Now, for a point \(P = (x_3,y_3,z_3)\) in space, take the vector \(v\) from the origin to \(P\), i.e. \(v = <x_3,y_3,z_3>\). Since \(u\) is a unit vector, the (linear algebra) projection of \(v\) onto \(u\) can be computed as proj\(_u v =(u \cdot v)u\) (the dot product of \(u\) and \(v\), scalar product with \(u\)). The vector given by \(v -\)proj\(_u v\) lies in the plane through the origin and perpendicular to \(u\). The head point \(Q\) of this vector has the useful property that the line through \(P\) and \(Q\) is perpendicular to that same plane (if \(P\) is not in the plane). Since the plane perpendicular to \(u\) is also parallel to the plane of the computer screen, this point \(Q\) can be interpreted as a point in a coordinate system on the computer screen.

The astute reader may realize that the key to the puzzle has just been mentioned: The plane perpendicular to the view vector \(u\) must have a coordinate system in order for \(Q\) to be interpreted in it.
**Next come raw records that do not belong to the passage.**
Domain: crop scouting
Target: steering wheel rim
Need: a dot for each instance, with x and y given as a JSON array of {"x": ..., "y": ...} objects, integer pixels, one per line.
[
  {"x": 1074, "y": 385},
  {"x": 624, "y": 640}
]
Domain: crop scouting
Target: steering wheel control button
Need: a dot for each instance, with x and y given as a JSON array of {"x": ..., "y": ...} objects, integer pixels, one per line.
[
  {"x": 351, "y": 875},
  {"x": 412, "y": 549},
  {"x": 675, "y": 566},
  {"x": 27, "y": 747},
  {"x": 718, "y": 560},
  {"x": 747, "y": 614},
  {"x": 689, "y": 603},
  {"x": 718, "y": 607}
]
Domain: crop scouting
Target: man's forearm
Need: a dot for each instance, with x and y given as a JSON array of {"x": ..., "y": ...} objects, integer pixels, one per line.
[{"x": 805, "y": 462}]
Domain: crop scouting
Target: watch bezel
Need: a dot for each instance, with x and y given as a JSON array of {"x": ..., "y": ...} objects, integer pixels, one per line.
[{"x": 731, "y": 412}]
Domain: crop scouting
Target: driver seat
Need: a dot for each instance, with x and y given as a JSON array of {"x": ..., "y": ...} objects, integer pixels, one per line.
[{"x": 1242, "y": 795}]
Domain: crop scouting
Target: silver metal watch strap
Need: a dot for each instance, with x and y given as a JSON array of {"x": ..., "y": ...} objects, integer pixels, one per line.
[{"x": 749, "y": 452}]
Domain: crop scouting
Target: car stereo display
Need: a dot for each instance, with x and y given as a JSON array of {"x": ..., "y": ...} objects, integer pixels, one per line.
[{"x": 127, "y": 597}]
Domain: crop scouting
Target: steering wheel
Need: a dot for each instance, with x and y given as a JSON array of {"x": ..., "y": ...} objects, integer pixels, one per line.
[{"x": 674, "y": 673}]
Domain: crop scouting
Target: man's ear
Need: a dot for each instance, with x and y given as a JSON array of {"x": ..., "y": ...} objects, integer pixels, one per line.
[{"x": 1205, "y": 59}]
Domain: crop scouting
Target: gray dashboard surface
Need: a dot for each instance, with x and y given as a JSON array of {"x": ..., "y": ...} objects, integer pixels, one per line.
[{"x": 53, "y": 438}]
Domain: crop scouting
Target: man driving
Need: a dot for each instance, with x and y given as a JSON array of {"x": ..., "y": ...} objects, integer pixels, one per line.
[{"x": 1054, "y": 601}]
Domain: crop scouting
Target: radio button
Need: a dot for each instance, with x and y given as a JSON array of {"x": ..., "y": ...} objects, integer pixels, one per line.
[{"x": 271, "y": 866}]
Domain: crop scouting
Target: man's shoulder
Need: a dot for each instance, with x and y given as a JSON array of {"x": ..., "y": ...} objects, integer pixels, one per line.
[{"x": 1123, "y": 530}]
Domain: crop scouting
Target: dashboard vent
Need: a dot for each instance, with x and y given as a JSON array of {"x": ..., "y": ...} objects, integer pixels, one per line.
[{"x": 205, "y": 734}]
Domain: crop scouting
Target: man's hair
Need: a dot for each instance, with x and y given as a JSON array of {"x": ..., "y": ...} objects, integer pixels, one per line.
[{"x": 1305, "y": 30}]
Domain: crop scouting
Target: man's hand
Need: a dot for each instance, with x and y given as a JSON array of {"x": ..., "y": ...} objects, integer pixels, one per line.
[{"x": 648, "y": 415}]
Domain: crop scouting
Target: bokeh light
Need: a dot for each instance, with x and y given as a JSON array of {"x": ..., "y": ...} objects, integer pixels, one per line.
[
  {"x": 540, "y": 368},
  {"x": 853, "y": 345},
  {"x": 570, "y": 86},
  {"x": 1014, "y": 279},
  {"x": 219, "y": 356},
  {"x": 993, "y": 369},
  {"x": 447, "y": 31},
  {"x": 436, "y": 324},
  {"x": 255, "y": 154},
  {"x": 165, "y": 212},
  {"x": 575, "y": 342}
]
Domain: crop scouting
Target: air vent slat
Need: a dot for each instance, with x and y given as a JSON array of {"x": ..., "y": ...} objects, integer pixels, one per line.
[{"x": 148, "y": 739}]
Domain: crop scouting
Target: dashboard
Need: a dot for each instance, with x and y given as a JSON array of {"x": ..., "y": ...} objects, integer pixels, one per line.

Even with the assumptions that the coordinate system in the plane will be orthonormal and right-handed, there is still the matter of *rotation* -- that is, rotation of the plane around the view vector \(u\). The view angles \(a\) and \(b\) uniquely determine the view vector \(u\), but say nothing about rotations around \(u\). This information must be determined some other way. In the applets above, the choice made was to eliminate this rotation by requiring that the projection of the point \((0,0,1)\) in space lie on the vertical axis in the plane -- i.e. \((0,0,1)\) projects to a point of the form \((0,k)\) in the plane.

This choice is admittedly a compromise, but it does simplify the computations tremendously. The formulas for projecting a point \((x_3,y_3,z_3)\) in space to a point \((x_2,y_2)\) in the plane, using the view angles \(a\) and \(b\), are

\(x_2 =-x_3 \sin a +y_3 \cos a\)
\(y_2 = -x_3 \cos a \cos b - y_3 \sin a \cos b + z_3 \sin b\) |

In more advanced form, the problem can be stated by first noting that three real parameters are needed to describe all 3-by-3 orthogonal matrices with determinant +1, corresponding to transformations between orthonormal right-handed coordinate systems in space (graph rotations), but mouse motions in the applet can only supply horizontal and vertical data, filling in just two of these parameters.